From Surveys to Big Data, the Evolution of Data Capture

July 10,2018

Surveys were arguably the first form of organized data capture, used by ancient civilizations to count crops, military sizes and more.

The first known census was undertaken by the Babylonians in 3800 BC. The Roman Republic used the census as a list to keep track of all adult males fit for military service. The Domesday Book, also known as the “Great Survey,” was ordered by William I of England in 1086 AD so that he could properly tax the land he had conquered. Even the Incas, who did not have a written language, had a way to record numeric and non-numeric information about their empire with the quipu, a knotted string. In the US, the decennial census is constitutionally mandated. More than just a headcount, the census is often still the lynchpin of governmental bookkeeping.

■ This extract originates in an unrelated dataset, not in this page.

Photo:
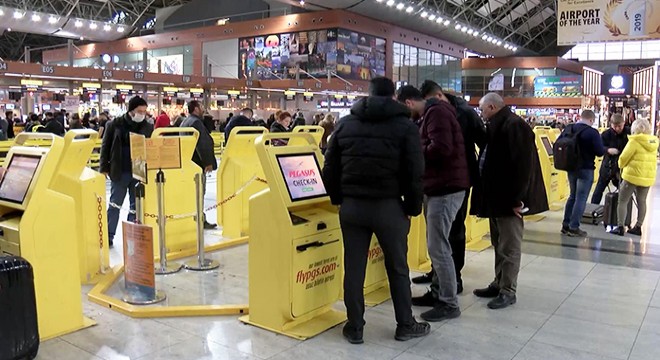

After surveys and censuses, the next evolution of data capture was more administrative. It was not collected just by a government about its populace but rather by individual organizations as a system of self-reporting. Spanish and English merchants needed to know how much value their ships carried (and could be lost, if they sank at sea) in order to obtain lines of credit from European banks.

Manufacturers in the Industrial Revolution needed to know how much raw material they had to order to keep their factories up and running. And today’s investors look at the daily net asset value (NAV) to track fund performance.

Now, thanks to the digital era, we have big data. Big data, unlike a survey which you respond to, or administrative data which is selectively tracked, is organic.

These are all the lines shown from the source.